There is something about the Great Stories of the world’s religions — the Myths, the Sagas, the Epic Tales of heroism — something that defies reduction to mere literal concepts.  Something that can only be understood through the expression of great stories.  Seth recently wrote about the story of Jacob wrestling with an angel, and in do so made this observation:

It’s no wonder the Torah is out of fashion, since our modern sensibility mistakenly thinks of it merely as a source of what, of ethics? Of prayer? Of knowledge? All of them are there, but that’s not the central meaning or use of Torah. Torah is an epic, a dramatic, an eternal love story, starring God and the Jews. By saying story, I don’t mean it isn’t true. I mean it’s truer than we can put into any synopsis. It is by diluting its living heart into easy, cold, mental concepts that we make it false. We can derive from Torah, but we can never reduce Torah. It doesn’t survive reduction.

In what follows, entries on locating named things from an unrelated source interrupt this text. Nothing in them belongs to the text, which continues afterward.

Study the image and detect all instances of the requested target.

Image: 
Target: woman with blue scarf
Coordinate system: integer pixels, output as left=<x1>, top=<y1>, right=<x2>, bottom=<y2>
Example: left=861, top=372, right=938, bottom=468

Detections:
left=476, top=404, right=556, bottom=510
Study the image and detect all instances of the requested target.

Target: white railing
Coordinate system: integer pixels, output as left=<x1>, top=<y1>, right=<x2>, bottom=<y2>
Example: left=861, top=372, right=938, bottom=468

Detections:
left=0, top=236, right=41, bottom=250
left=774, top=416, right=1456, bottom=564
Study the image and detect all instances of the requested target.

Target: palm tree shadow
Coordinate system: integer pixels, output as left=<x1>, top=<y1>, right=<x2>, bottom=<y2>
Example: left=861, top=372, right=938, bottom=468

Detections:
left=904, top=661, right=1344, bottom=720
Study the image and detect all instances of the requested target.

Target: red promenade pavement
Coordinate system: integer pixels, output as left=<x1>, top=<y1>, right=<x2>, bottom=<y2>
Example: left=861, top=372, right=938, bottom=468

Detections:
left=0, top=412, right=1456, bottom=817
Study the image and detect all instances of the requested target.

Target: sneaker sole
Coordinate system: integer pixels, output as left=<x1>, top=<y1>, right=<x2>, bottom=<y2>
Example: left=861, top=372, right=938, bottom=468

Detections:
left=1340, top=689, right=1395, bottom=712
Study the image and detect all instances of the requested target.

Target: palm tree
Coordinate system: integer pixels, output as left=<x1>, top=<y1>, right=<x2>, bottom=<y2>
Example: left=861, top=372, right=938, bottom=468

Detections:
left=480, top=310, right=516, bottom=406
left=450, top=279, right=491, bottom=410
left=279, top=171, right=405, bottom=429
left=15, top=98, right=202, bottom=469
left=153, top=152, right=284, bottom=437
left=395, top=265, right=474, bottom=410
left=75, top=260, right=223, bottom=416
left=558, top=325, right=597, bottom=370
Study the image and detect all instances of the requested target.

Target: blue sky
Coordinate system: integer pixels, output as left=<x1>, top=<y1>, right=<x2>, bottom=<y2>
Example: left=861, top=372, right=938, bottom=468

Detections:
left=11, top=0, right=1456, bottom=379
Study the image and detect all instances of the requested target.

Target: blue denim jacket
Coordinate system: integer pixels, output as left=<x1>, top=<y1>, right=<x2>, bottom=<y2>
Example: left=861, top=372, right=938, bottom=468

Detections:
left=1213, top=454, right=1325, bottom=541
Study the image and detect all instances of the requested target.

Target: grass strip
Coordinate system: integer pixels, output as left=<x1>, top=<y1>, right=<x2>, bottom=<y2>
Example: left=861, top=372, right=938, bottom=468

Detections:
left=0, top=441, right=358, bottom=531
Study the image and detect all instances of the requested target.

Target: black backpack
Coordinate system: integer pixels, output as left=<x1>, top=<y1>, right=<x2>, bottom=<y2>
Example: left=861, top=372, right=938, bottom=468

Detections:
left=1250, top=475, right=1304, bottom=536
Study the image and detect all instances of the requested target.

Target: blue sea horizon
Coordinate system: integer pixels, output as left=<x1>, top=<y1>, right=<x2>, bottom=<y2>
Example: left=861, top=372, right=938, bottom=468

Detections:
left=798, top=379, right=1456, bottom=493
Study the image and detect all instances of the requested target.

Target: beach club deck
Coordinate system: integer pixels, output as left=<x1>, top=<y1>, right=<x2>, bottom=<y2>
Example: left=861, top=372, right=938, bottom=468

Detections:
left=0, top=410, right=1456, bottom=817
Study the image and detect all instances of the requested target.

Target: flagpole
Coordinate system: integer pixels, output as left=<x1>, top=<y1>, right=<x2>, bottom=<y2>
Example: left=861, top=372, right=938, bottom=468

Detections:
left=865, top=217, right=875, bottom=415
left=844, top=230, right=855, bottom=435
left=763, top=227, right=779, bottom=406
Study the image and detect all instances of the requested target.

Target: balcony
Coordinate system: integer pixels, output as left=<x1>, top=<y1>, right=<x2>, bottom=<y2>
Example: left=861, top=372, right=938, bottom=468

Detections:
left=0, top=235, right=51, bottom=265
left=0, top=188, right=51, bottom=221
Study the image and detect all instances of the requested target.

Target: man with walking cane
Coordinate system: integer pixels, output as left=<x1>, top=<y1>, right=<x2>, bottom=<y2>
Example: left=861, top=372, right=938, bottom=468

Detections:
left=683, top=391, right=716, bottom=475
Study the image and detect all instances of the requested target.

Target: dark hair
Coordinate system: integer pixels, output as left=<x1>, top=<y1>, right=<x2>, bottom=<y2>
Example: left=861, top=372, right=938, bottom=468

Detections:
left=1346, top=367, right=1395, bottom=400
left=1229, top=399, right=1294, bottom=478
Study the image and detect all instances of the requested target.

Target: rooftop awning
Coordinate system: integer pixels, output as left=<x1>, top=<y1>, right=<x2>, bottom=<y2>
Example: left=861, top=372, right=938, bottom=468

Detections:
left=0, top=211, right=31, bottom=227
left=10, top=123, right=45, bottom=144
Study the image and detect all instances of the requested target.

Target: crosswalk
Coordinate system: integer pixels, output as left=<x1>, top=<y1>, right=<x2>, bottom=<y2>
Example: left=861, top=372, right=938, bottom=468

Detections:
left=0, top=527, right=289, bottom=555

I think this insight is equally applicable to all the world’s religions and their Great Stories, which are sometimes denigrated as mere “myth.”  But these Myths, just as the stories of the Torah or the Bible, express a deeper truth.  The stories should not be taken merely literally.  They may be true, in a sense, but they are more than true.     A mere literal reading of any of these Great Stories does them a great injustice.  So does trying to reduce their lessons to a simple formula or dry list.

I’ve said similar things about ritual recently.  Like ritual, it seems to me that these Great Stories speak to a deeper part of ourselves.  They speak in a universal language that exists beyond and between the literal words.  I believe that one cannot truly understand their own religion without knowing and honoring the Great Stories of their tradition.

A Christian should listen to the stories of their Bible.  A neo-pagan reconstructionist should read the epics and sagas of their spiritual ancestors.  But, in reading or listening, I am thinking we should try to feel the story — experience it, like being drawn into a suspenseful novel, drawn into the story and letting it fill us.  Try to let go of “understanding” the story, analyzing it, breaking it down and trying to figure out how it “ticks.”  That can always come later.  Just allow yourself to be in awe of the beauty and mystery they contain.

I think that, somewhere therein, lies their true relevance.